Number of homeless refugees in London jumps 39 per cent in one month

A man sleeping rough on the street (PA Archive)
A man sleeping rough on the street (PA Archive)

The number of refugees and asylum seekers presenting as homeless in London has soared by 39 per cent in one month, as hundreds become evicted from Home Office hotels.

More than 800 were left without a home in October after their claims were decided by the Home Office and they were given just days to leave their accommodation, according to new statistics.

Local authorities across the capital warned on Thursday that the total of 846 homelessness presentations could surge even further as the Home Office seeks to clear the claims backlog, as cold weather sets in.

London Councils, the cross-party body which conducted the research, said October's figure was already an increase of 39 per cent on September’s figure of 609.

The figures include those who are rough sleeping but also "hidden homeless", such as those sleeping on someone else's floor.

Officials say the problem is being exacerbated by too little notice given by the Home Office before refugees need to vacate hotels or hostels.

However, a Home Office spokesperson said those ordered to vacate accommodation because their claim had been successfully decided were given 28 days' notice.

Cllr Grace Williams, London Councils’ Executive Member for Communities, said: "No one wants to see refugees becoming homeless after leaving Home Office accommodation, but this is happening at an alarming rate across the capital.

"Boroughs are deeply concerned by the situation, which will only get more dangerous as winter sets in. Those granted asylum need adequate support for settling in the UK, yet too often are forced into sleeping rough on the streets.

"At a time when London already faces enormous and unsustainable homelessness pressures, the government urgently needs to prevent this happening.”

Cllr Williams said a longer notice period of 56 days was "crucial" and that additional funding was needed for councils.

Kathy Mohan, chief executive of Housing Justice, which supports rough sleepers, said the situation was "desperate".

"The churches, mosques, and temples in our network are seeing rising numbers of refugees and asylum-seekers approaching them for help, asylum decision letter in hand, with nowhere to sleep, and no idea how to get the support they need,” she said.

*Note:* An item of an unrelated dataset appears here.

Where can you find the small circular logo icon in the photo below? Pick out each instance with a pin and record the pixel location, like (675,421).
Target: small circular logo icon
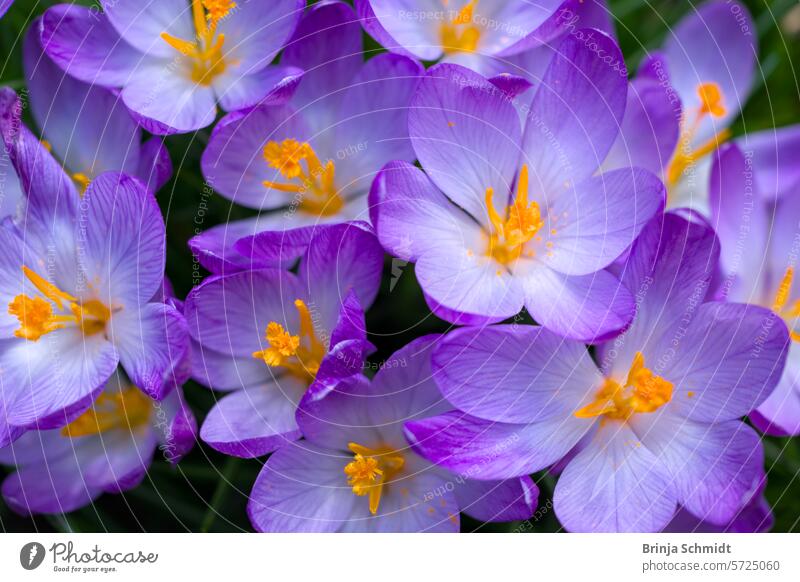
(31,555)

"We help where we can but many are resorting to rough sleeping."

A Home Office spokesperson said: "We are committed to ensuring asylum claims are considered without unnecessary delays.

"Once someone is informed that their asylum claim has been granted, they get at least 28 days notice to move on from their asylum accommodation.

"Support is offered to newly recognised refugees by Migrant Help and their partners, which includes advice on how to access Universal Credit, the labour market and where to get assistance with housing.

"We are working with local authorities to help communities manage the impact of asylum decisions as the legacy backlog reduces."

The warning comes after data published last week showed that 60,580 households in London were living in temporary accommodation in June - an increase from last year’s end-of-June total of 56,340.